We are pleased to present a special issue of Data Science and Engineering (DSE), which contains a collection of three extended papers from the APWeb-WAIM 2018 conference. Besides these three special issue papers, this DSE issue also has three regular research papers.

APWeb-WAIM conferences focus on research, development, and applications in relation to Web information management, including a wide range of topics, such as text analysis, graph data processing, social networks, recommender systems, information retrieval, data streams, knowledge graph, data mining and application, query processing, machine learning, database and Web applications, big data, and blockchain. APWeb-WAIM 2018 was held in Macau during July 23–25, 2018, and attracted a total of 168 research paper submissions. The conference program committee selected 39 full research papers, 31 short papers, and six demonstration papers to be presented at the conference and published in the conference proceedings [1, 2]. The conference program also included keynote presentations by Prof. Xuemin Lin (The University of New South Wales, Australia), Prof. Lei Chen (The Hong Kong University of Science and Technology, Hong Kong, SAR China), and Prof. Ninghui Li (Purdue University, USA) as well as industrial invited talks by Dr. Zhao Cao (Huawei Blockchain) and Jun Yan (YiDu Cloud).
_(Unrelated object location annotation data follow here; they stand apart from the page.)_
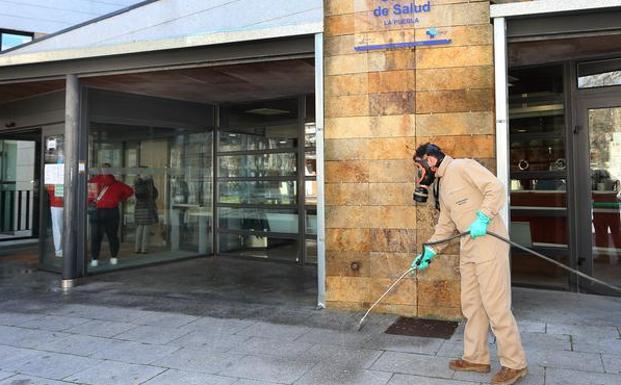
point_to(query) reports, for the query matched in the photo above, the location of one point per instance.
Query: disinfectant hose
(411, 269)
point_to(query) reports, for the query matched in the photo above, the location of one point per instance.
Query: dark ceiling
(222, 84)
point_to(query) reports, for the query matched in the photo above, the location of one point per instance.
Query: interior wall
(380, 104)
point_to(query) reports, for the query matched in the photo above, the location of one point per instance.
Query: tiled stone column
(379, 105)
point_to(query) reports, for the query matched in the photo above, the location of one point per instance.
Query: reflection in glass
(258, 192)
(258, 219)
(605, 144)
(259, 246)
(170, 214)
(538, 174)
(600, 73)
(257, 165)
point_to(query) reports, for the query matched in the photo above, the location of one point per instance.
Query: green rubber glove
(478, 228)
(421, 262)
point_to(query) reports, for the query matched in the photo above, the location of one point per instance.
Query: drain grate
(419, 327)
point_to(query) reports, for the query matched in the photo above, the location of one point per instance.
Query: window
(10, 39)
(602, 73)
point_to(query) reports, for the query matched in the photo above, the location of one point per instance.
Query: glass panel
(311, 221)
(538, 174)
(311, 251)
(260, 246)
(159, 205)
(53, 204)
(311, 192)
(261, 192)
(254, 219)
(280, 137)
(599, 73)
(605, 141)
(259, 165)
(10, 40)
(310, 163)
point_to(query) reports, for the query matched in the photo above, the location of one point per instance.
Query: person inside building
(105, 195)
(145, 211)
(470, 198)
(56, 212)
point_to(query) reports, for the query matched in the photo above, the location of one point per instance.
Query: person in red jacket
(106, 193)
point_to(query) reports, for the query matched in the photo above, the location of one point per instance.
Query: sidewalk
(90, 337)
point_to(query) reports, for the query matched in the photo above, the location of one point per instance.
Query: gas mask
(424, 180)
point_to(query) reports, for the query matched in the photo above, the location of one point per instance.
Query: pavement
(137, 327)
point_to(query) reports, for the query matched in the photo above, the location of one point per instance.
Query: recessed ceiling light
(267, 111)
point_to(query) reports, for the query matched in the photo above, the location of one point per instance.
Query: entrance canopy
(172, 24)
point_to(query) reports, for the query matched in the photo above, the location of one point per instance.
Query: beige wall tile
(461, 78)
(346, 64)
(395, 194)
(348, 240)
(346, 106)
(458, 123)
(462, 100)
(348, 127)
(345, 85)
(347, 171)
(446, 57)
(344, 194)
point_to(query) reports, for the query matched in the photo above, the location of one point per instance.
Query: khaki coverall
(466, 187)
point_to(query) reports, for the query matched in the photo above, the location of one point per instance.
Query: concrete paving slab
(527, 326)
(180, 377)
(270, 330)
(335, 337)
(584, 330)
(416, 364)
(16, 319)
(535, 376)
(405, 344)
(52, 365)
(152, 334)
(326, 374)
(539, 341)
(165, 320)
(10, 354)
(104, 313)
(54, 323)
(404, 379)
(342, 356)
(259, 346)
(134, 352)
(588, 362)
(198, 360)
(212, 340)
(27, 338)
(115, 373)
(612, 363)
(98, 328)
(21, 379)
(556, 376)
(269, 369)
(6, 374)
(224, 325)
(597, 345)
(252, 382)
(76, 344)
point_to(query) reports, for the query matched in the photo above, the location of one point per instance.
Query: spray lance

The three extended papers for this special issue were selected from among all the accepted papers by the special issue guest editors Yi Cai, Jianliang Xu, and Qing Li, based on the relevance to the journal and the reviews of the conference version of the papers. The authors were asked to revise the conference paper for journal publication and in accordance with customary practice of adding 30% new materials. The revised papers again went through the review process in accordance with DSE guidelines and are finally presented to the readers in the present form.

The three extended papers in this special issue cover a variety of topics related to data science and engineering. In the first paper, “DMDP: A Dynamic Multi-source based Default Probability Prediction Framework”, authors introduce an important factor to assess the credit risk of listed companies on a stock market and present a dynamic forecasting framework to predict the default probability of a company. The second paper, “Multi-Task Learning for Abstractive and Extractive Summarization”, presents a general unified framework for abstractive summarization which incorporates extractive summarization as an auxiliary task. Finally, in “Efficient Subgraph Matching on Large RDF Graphs Using MapReduce”, authors present an efficient distributed method to answer subgraph matching queries on big RDF graphs using MapReduce, and experiments on both synthetic and real-world datasets show that the proposed method outperforms the close competitors S2X and SHARD by an order of magnitude on average.

We hope that the readers enjoy this special issue. We would like to acknowledge the work done by all authors and their willingness to contribute their papers for this special issue. We thank all the reviewers for their expert comments and assistance in timely reviews. Finally, a note of thanks to DSE editors X. Sean Wang and Elisa Bertino for their guidance and support in this process.